White House National Economic Council Director Larry Kudlow said Tuesday that he doesn't expect the Federal Reserve to cut interest rates in a "panic" move to protect markets from the impact the coronavirus could take on global manufacturing, exports and consumption.

"I don't expect the Fed — I'm not hearing the Fed's going to make any panic move," Kudlow told CNBC on Tuesday. "Apart from the virus, I have said I wouldn't mind seeing my friends at the Fed be a little bolder in their target rate and their balance sheet. I said that before the virus, that's not related to the virus."

Some investors had suspected as recently as Tuesday that the central bank could lower borrowing costs in an effort to preempt any slowdown the coronavirus could exact on U.S. GDP growth or financial markets. The Fed uses interest rates to pump up or slow down the economy by adjusting the amount everyday Americans and businesses pay to borrow money.

That sentiment flared in Tuesday trading as fears about the coronavirus contagion roiled investors after multiple countries reported a surge of cases over the weekend.

The reports of spreading infection sent the S&P 500 down 3.4% and the Dow Jones Industrial Average down more than 1,000 points on Monday. Each index notched its worst day since February 2018 as investors worried other nations could see the slowdowns in manufacturing, consumption and exports that have dogged China, the virus's epicenter.

The Dow was on track to fall another 700 points, about 2.5%, on Tuesday and the 10-year Treasury note yield hit an all-time low under 1.32%.
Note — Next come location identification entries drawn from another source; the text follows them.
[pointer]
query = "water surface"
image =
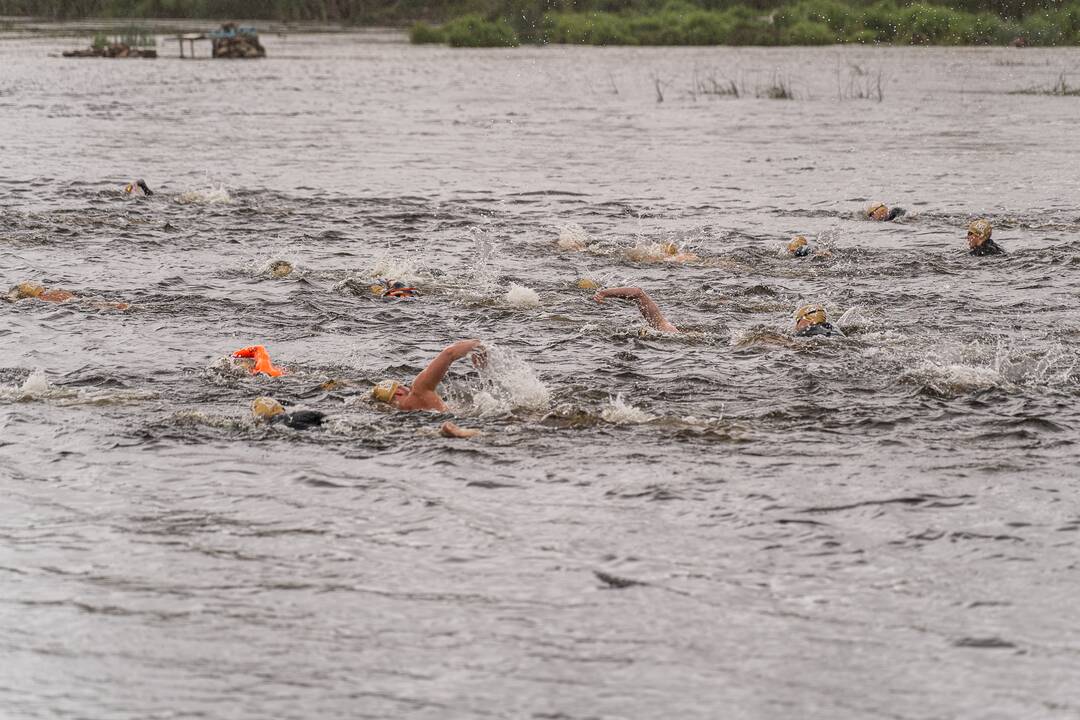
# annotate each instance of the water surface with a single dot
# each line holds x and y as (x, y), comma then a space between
(877, 526)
"Once the virus spread to Italy, Iran, and South Korea, the fixed income market rightfully saw this as a pandemic that has the potential to be far-reaching, pushing economic growth down, and central banks, specifically the Fed, into the fight by lowering interest rates," Kevin Giddis, a rates strategist at Raymond James, told CNBC.

But Kudlow has long parroted President Donald Trump's call for the Fed to impose easier monetary policy, telling CNBC last year that central bank officials should still add stimulus to the economy despite GDP growth at the time of over 3%.

He said in March that the Fed should "immediately" cut interest rates by 50 basis points.

"I am echoing the president's view — he's not been bashful about that view — he would also like the Fed to cease shrinking its balance sheet. And I concur with that view," Kudlow said at the time.

"Looking at some of the indicators — I mean the economy looks fundamentally quite healthy, we just don't want that threat," he added. "There's no inflation out there, so I think the Fed's actions were probably overdone."